From time to time employees of the Corporation may provide services to its parent companies as well as companies that are owned or controlled by members of the Weiss Family, in each case provided that such services do not interfere with the Corporation’s employees’ ability to perform services on its behalf. When providing such services, the affiliated companies reimburse the Corporation for such services, based on the costs of employing the individual (including salary and benefits) and the amount of time spent by such employee in providing services to the affiliated company.

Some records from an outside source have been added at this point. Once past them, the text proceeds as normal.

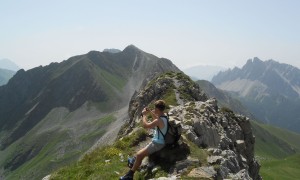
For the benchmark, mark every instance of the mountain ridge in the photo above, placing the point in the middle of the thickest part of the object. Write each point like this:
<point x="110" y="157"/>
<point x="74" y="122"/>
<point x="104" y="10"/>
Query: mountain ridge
<point x="270" y="90"/>
<point x="85" y="90"/>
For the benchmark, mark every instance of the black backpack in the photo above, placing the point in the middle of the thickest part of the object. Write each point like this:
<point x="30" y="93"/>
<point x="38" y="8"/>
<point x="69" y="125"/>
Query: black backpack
<point x="172" y="135"/>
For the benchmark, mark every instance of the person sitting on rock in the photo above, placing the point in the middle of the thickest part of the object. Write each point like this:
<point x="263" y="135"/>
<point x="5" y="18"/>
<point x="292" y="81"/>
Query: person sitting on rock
<point x="159" y="120"/>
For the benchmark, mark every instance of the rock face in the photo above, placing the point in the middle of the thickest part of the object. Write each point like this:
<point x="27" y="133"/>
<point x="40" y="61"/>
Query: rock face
<point x="226" y="136"/>
<point x="59" y="108"/>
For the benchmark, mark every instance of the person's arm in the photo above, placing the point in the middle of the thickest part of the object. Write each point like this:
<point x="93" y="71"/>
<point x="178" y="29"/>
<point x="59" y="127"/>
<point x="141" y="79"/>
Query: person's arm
<point x="145" y="122"/>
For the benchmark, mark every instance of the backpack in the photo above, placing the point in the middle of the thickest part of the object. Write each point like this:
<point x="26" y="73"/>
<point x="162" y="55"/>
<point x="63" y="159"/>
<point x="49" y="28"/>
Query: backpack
<point x="172" y="135"/>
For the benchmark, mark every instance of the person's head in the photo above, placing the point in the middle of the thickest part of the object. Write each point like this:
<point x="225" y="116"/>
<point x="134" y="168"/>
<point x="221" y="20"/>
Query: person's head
<point x="160" y="106"/>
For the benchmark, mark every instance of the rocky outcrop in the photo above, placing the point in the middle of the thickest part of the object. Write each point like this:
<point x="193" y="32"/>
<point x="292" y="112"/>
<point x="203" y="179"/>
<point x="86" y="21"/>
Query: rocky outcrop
<point x="176" y="85"/>
<point x="225" y="136"/>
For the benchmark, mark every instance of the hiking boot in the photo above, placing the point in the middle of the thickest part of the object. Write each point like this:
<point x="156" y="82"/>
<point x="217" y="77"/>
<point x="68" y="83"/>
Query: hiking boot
<point x="131" y="162"/>
<point x="128" y="176"/>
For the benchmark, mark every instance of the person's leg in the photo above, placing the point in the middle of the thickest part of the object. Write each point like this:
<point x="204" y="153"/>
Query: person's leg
<point x="139" y="158"/>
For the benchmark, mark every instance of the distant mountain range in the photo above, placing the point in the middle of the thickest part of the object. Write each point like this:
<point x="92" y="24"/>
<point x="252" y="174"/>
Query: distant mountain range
<point x="270" y="90"/>
<point x="203" y="72"/>
<point x="8" y="64"/>
<point x="277" y="149"/>
<point x="5" y="75"/>
<point x="51" y="115"/>
<point x="7" y="70"/>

The Corporation, Parent and certain of their subsidiaries and affiliates, file a consolidated U.S. federal income tax return. The Corporation pays all taxes on behalf of the group included in this consolidated federal income tax return. Pursuant to this tax sharing arrangement, there was $259 due from affiliates at February 29, 2016 and $1,846 due to affiliates at February 28, 2015.

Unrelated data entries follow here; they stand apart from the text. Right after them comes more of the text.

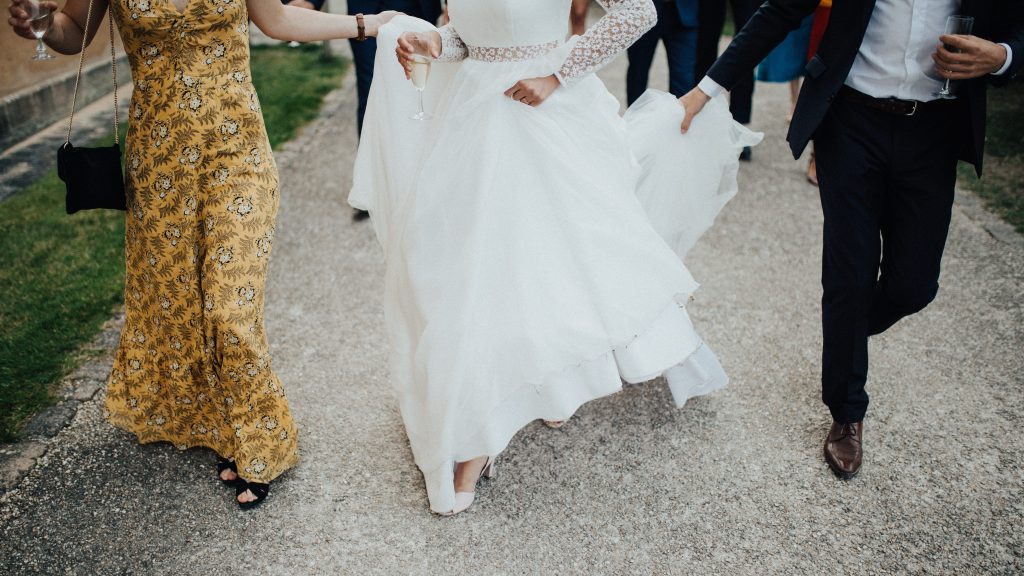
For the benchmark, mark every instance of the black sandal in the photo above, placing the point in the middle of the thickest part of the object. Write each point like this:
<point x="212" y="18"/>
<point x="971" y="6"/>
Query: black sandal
<point x="225" y="464"/>
<point x="258" y="490"/>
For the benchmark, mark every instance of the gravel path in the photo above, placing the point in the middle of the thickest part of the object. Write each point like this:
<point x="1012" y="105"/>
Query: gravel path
<point x="731" y="484"/>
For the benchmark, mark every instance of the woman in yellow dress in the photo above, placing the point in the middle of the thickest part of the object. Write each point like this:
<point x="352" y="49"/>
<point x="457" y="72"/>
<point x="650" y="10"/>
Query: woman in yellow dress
<point x="193" y="367"/>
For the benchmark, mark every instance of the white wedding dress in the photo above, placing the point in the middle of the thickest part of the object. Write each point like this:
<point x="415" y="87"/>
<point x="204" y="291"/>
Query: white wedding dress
<point x="524" y="275"/>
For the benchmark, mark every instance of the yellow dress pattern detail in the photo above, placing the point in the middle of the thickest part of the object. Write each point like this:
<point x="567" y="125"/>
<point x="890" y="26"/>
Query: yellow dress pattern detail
<point x="193" y="367"/>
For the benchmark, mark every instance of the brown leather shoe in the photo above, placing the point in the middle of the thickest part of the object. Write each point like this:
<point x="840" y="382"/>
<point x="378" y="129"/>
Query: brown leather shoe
<point x="843" y="449"/>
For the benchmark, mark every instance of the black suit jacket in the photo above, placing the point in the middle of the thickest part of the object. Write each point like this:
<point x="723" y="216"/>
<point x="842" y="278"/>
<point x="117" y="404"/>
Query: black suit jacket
<point x="999" y="21"/>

On February 10, 2014, Century Intermediate Holding Company 2 (“CIHC2”), an indirect parent of American Greetings, issued $285,000 aggregate principal amount of 9.750%/10.500% Senior PIK Toggle Notes due 2019 (the “PIK Notes”) in an offering exempt from the registration requirements of the Securities Act of 1933 (the “Securities Act”). CIHC2 was formed for the sole purpose of issuing the PIK Notes. The net proceeds from the offering, together with a portion of a $50,000 dividend the Corporation paid to Parent, were used to redeem the preferred equity interest in Parent. The PIK Notes pay interest semi-annually in arrears on February 15 and August 15 of each year, beginning on August 15, 2014. Interest on the PIK Notes accrues from February 10, 2014 at a rate of 9.750% per annum with respect to cash interest and 10.500% per annum with respect to PIK Interest (as defined below), which is the cash interest rate plus 75 basis points. The first interest payment on the PIK Notes was payable entirely in cash. Interest for the final interest period ending at stated maturity will be payable entirely in cash. For each other interest period, CIHC2 will be required to pay interest on the PIK Notes entirely in cash (“Cash Interest”), unless certain conditions are satisfied, in which case CIHC2 will be entitled to pay interest on the PIK Notes by increasing the principal amount of the PIK Notes or by issuing new PIK Notes, such increase or issuance being referred to herein as “PIK Interest.” Prior to the payment of Cash Interest, the Corporation expects that, through dividends the Corporation will provide CIHC2 with the cash flow for it to pay interest on the PIK Notes. Assuming CIHC2 pays interest on the PIK Notes in cash, rather than as PIK Interest, the annual cash required to pay the Cash Interest is expected to be approximately $27,800.

The Corporation paid cash dividends to Parent, its sole shareholder, in the aggregate amount of $34,619, $38,073 and $75,420 during 2016, 2015 and 2014, respectively. Of the dividends paid in 2016, $27,788 was used by Parent to pay interest on the PIK Notes. In addition, H L & L paid $9,865 to the Corporation in 2015 to acquire certain assets previously purchased by the Corporation related to the new world headquarters project, which is included in “Proceeds from sale of fixed assets” on the Consolidated Statement of Cash Flows. Refer to Item 13. Certain Relationships and Related Party Transactions, and Director Independence included in Part III of this Form 10-K for a description of the transactions associated with the world headquarters relocation.